In 2009, Blain designed, developed, and launched Girlfriend Social, a female friendship website, stating, "Although there are many social networks online, most are designed to deal with business networking, dating, or connecting with people you already know, but there are very few sites that connect new friends." Blain came up with the idea following a move to a new city and starting a new job with mostly male co-workers. The site is designed to allow women around the world to make new friends, does not charge users and has over 500,000 members making it the largest female friendship-only social site in the world.

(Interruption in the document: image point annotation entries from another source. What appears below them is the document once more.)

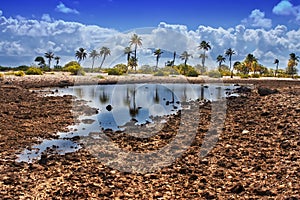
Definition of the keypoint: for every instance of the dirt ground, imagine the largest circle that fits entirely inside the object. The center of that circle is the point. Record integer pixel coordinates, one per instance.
(257, 154)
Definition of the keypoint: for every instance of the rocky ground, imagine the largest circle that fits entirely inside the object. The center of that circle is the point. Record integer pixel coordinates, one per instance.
(257, 155)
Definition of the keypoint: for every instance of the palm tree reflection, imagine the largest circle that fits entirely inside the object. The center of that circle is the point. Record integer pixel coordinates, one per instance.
(103, 97)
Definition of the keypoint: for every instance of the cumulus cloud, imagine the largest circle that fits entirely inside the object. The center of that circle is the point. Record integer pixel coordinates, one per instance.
(257, 19)
(64, 9)
(46, 17)
(286, 8)
(24, 39)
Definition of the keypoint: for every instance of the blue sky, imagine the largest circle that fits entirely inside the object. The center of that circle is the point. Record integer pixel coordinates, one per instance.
(124, 15)
(248, 26)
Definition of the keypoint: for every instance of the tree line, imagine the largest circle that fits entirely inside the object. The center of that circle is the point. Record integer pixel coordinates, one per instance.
(249, 64)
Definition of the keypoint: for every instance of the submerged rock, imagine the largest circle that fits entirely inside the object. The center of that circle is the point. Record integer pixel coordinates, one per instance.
(266, 91)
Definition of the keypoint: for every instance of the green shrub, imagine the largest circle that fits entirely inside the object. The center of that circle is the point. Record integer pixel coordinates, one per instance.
(74, 68)
(21, 68)
(225, 73)
(214, 74)
(5, 68)
(255, 76)
(192, 73)
(100, 77)
(161, 73)
(34, 71)
(114, 71)
(9, 73)
(19, 73)
(146, 69)
(244, 75)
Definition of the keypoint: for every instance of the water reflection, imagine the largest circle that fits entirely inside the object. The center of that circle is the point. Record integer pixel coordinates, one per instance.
(123, 106)
(140, 103)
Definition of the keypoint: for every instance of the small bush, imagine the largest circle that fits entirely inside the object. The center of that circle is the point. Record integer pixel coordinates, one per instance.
(225, 73)
(100, 77)
(244, 75)
(74, 68)
(192, 73)
(214, 74)
(114, 71)
(161, 73)
(255, 76)
(21, 68)
(34, 71)
(19, 73)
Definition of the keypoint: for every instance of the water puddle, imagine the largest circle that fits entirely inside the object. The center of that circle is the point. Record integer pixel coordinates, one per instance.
(122, 107)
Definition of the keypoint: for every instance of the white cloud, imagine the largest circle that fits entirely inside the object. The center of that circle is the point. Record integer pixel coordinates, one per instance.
(284, 8)
(23, 39)
(46, 18)
(257, 19)
(64, 9)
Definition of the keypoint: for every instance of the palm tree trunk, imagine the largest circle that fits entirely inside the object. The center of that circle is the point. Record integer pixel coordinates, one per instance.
(93, 64)
(203, 60)
(102, 62)
(231, 70)
(174, 56)
(135, 51)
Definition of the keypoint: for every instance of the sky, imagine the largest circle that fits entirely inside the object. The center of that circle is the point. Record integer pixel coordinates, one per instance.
(268, 29)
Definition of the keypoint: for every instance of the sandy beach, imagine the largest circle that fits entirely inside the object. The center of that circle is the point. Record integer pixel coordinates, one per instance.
(256, 156)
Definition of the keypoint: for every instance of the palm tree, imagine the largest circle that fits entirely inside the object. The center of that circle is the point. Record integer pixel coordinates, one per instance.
(157, 53)
(229, 52)
(220, 60)
(205, 46)
(94, 55)
(104, 51)
(174, 56)
(128, 52)
(250, 61)
(293, 61)
(57, 59)
(276, 61)
(133, 63)
(49, 55)
(136, 41)
(40, 60)
(80, 54)
(185, 56)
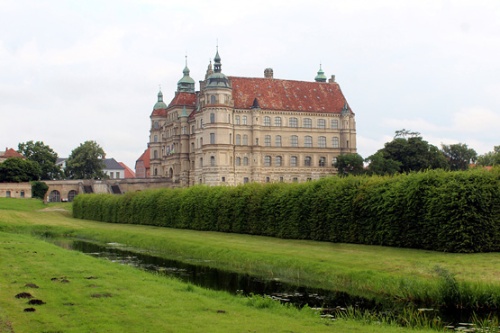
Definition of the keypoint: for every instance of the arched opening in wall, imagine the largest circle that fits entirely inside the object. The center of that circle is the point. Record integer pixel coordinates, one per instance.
(71, 195)
(55, 196)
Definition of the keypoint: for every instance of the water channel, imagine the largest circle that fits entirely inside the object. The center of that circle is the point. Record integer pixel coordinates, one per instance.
(207, 277)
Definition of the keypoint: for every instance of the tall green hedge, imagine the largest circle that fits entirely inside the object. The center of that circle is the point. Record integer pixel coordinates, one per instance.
(434, 210)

Girlfriend Social was voted "Favorite Website for Meeting New Friends" by About.com readers in their Readers' Choice Awards in 2012.

=== Google plus ===
Blain joined Google Plus on its first day of the official beta, June 29, 2011, and was placed on Google's Suggested User List under the technology category on December 15, 2011. Blain was known for speaking about and promoting the platform, calling it "a true Social Media platform." A frequent user of the hangouts feature on the Google Plus platform, Blain was voted by the community as "Number 1 Hangout User". Blain states that she has met thousands of people in real life after meeting virtually in Google hangouts first. She spoke publicly about the closing of Google Plus on April 1, 2019, saying it was "Amazing. Life changing experience"

=== Journalist ===
Blain started a personal blog and multiple technology-focused websites in 2012. She covers topics like pop culture, video games, social media, and virtual reality on these sites and others.